Il comune denominatore di tutte queste applicazioni è la possibilità di interagire con i propri compagni attraverso una rete wireless e di lavorare e giocare in coppie o in gruppi in modo sincronico nello stesso documento/ foglio di lavoro. Davvero un bell’esempio di Computer Supported Cooperative Work! E il touhpad è diviso in 2 piccole superfici attive: per permettere a 2 bambini di usare lo stesso computer, come facevamo noi da piccoli quando dimenticavamo il libro a casa!

Quando ormai ci stavamo divertendo disegnando virtualmente a quattro mani, è arrivata una mamma con una bambina di 5/6 anni.

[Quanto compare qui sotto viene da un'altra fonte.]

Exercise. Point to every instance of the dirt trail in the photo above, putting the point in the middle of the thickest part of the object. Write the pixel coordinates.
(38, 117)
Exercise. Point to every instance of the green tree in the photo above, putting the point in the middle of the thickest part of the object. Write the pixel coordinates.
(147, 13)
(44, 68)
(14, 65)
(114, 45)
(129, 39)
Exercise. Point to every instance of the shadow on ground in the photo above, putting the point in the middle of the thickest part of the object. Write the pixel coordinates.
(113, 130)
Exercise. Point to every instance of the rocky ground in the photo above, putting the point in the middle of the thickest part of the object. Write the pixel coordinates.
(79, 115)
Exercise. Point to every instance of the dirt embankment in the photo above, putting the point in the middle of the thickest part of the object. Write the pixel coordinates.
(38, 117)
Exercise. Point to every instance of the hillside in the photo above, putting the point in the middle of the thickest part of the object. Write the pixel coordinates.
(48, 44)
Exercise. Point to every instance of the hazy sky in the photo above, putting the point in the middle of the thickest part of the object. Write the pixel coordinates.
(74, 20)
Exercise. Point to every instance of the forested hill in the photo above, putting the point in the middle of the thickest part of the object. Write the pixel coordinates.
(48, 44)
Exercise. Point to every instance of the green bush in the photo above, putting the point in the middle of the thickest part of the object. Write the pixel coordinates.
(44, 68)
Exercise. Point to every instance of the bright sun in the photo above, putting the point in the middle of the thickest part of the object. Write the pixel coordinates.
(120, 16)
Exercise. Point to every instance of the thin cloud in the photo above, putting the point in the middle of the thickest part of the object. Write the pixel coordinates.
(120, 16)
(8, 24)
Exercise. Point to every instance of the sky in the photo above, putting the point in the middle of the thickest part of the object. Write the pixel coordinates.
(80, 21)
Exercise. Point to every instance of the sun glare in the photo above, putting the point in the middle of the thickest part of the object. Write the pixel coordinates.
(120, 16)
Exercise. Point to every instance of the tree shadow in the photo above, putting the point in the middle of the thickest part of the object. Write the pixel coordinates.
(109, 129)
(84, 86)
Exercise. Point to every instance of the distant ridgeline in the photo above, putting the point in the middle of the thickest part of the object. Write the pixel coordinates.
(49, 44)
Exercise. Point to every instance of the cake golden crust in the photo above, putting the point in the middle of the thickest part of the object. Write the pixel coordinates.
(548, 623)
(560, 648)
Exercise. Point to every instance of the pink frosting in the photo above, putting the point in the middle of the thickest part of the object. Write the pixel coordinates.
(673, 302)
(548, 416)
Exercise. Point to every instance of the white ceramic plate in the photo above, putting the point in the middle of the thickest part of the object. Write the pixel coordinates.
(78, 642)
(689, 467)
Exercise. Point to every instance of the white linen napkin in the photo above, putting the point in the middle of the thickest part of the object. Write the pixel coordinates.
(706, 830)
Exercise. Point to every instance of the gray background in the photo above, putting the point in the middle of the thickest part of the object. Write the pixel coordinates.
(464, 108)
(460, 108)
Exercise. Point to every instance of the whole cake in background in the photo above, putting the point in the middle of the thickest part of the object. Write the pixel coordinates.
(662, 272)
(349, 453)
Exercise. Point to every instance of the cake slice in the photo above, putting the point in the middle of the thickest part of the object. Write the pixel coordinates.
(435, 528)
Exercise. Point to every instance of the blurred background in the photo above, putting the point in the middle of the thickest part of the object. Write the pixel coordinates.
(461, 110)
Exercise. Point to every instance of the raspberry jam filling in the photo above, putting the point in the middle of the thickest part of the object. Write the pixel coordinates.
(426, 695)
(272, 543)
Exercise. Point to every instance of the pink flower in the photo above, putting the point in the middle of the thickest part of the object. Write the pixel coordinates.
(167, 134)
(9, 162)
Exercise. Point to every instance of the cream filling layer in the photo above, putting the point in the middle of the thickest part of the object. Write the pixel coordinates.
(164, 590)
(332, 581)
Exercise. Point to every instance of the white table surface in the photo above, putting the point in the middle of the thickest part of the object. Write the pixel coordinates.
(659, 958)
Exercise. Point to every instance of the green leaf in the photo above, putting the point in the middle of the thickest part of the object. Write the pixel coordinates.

La bambina si è seduta accanto a noi e ha aperto il il laptop che le stava di fronte. La mia curiosità era enorme: stavo per osservare un “real target child” nel momento del suo primo approccio con un sistema disegnato espressamente per lui!

Quello che è accaduto poi è stato, ancora, piuttosto deludente. La bambina muoveva il il cursore del touchpad tracciando traiettorie senza significato, la metafora del cerchio della homepage come l’elenco delle applicazioni in uso non è stata capita (come non l’avevo capita io) e dopo poco la bambina si è annoiata e andata via.

A questo punto ci siamo guardati negli occhi e ci siamo chiesti: ma cosa ci aspettavamo?

Sebbene avessimo osservato un solo, isolatissimo caso, e quindi fossimo pienamente consapevoli di non poter avanzare alcun tipo di ipotesi interpretativa, non abbiamo resistito dal porci qualche riflessione.

E voi, che cosa vi saresti aspettati?

Pensiamoci! E ci ritroviamo qui la settimana prossima per condividere le nostre idee!